In der vorliegenden Ausgabe China Newsletter werden die wichtigen Änderungen des neu geltenden Mehrwertsteuergesetzes und der Durchführungsbestimmungen, die ab 2026 in Kraft treten, im Vergleich zu den bisherigen Mehrwertsteuerregelungen zusammengefasst.

Definition der steuerpflichtigen Transaktionen

Im Rahmen der neuen Mehrwertsteuergesetzgebung wurde der Anwendungsbereich der mehrwertsteuerpflichtigen Transaktionen wesentlich geändert. Die steuerpflichtigen Transaktionen für den Verkauf von Dienstleistungen und immateriellen Vermögenswerten sind neu definiert. Statt „entweder der Verkäufer oder der Käufer ansässig in China“ gilt nun „die Dienstleistungen oder immateriellen Vermögenswerte innerhalb des Hoheitsgebiets Chinas verbraucht werden oder bei denen der Verkäufer ein inländisches Unternehmen oder eine natürliche Person ist“. Diese Änderung steht im Einklang mit den globalen Standards zur Zuordnung von Mehrwertsteuereinnahmen an den Ort des Endverbrauchs. Dadurch wird eine Doppelbesteuerung verhindert und die unterschiedlichen Interpretationen von „Verbrauch innerhalb Chinas“ beseitigt.

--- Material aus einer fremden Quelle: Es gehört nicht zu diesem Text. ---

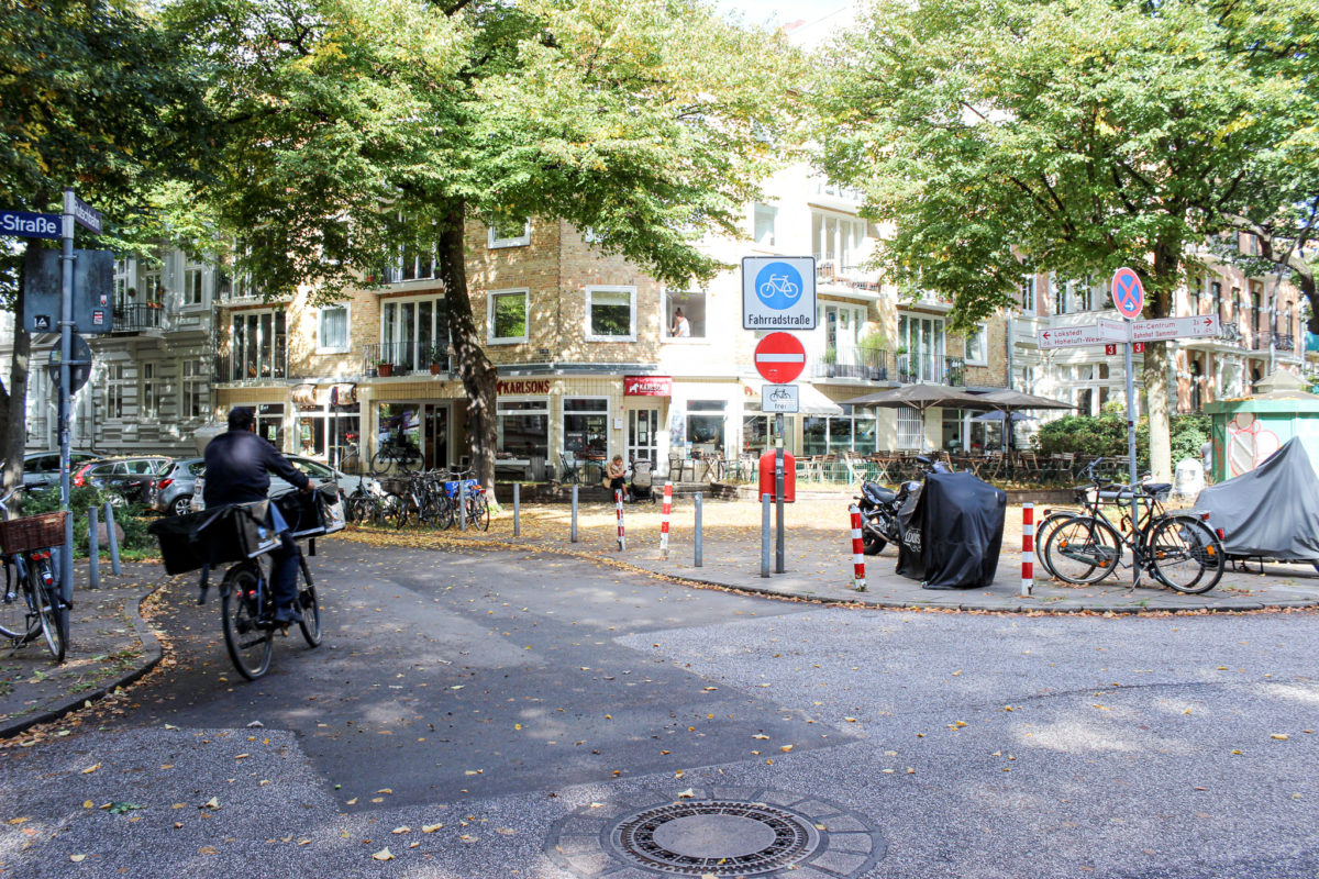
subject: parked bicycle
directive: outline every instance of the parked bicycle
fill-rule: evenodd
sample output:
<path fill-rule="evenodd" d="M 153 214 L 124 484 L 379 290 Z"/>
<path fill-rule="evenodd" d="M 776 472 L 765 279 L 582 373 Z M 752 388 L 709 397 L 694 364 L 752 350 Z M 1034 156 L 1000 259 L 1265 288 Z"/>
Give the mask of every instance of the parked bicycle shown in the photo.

Im Zusammenhang mit nicht-steuerpflichtigen Transaktionen, bei denen chinesische Unternehmen oder Personen im Ausland gekaufte Dienstleistungen im Ausland vor Ort verbrauchen müssen, wird es so sichergestellt, dass die mehrwertsteuerliche Kette vollständig im Ausland durchläuft.

Laut der Durchführungsbestimmungen ist es zu bemerken, dass die Dienstleistungen oder immateriellen Vermögenswerten, die von ausländischen Unternehmen an andere ausländische Unternehmen verkauft werden und in direktem Zusammenhang mit inländischen Waren usw. stehen, als steuerpflichtige Transaktionen für Verbrauch innerhalb Chinas angesehen werden und der chinesischen Mehrwertsteuer unterliegen. Die Definition des Begriffs „in direktem Zusammenhang“ muss jedoch durch spätere Vorschriften noch präzisiert werden.

Steuersätze

Gemäß dem neuen Mehrwertsteuergesetz bleiben die drei Steuersätze von 13 Prozent, 9 Prozent und 6 Prozent bestehen. Zudem wird festgelegt, dass der Abgabensatz für die Berechnung der Mehrwertsteuerzahlung nach der vereinfachten Steuermethode 3 Prozent beträgt. Die Frage, ob der aktuelle Abgabensatz von 5 Prozent nach der vereinfachten Steuermethode und die Besteuerungsmethode auf Differenzbasis weiterhin gelten, soll in nachfolgenden Bestimmungen näher geregelt werden.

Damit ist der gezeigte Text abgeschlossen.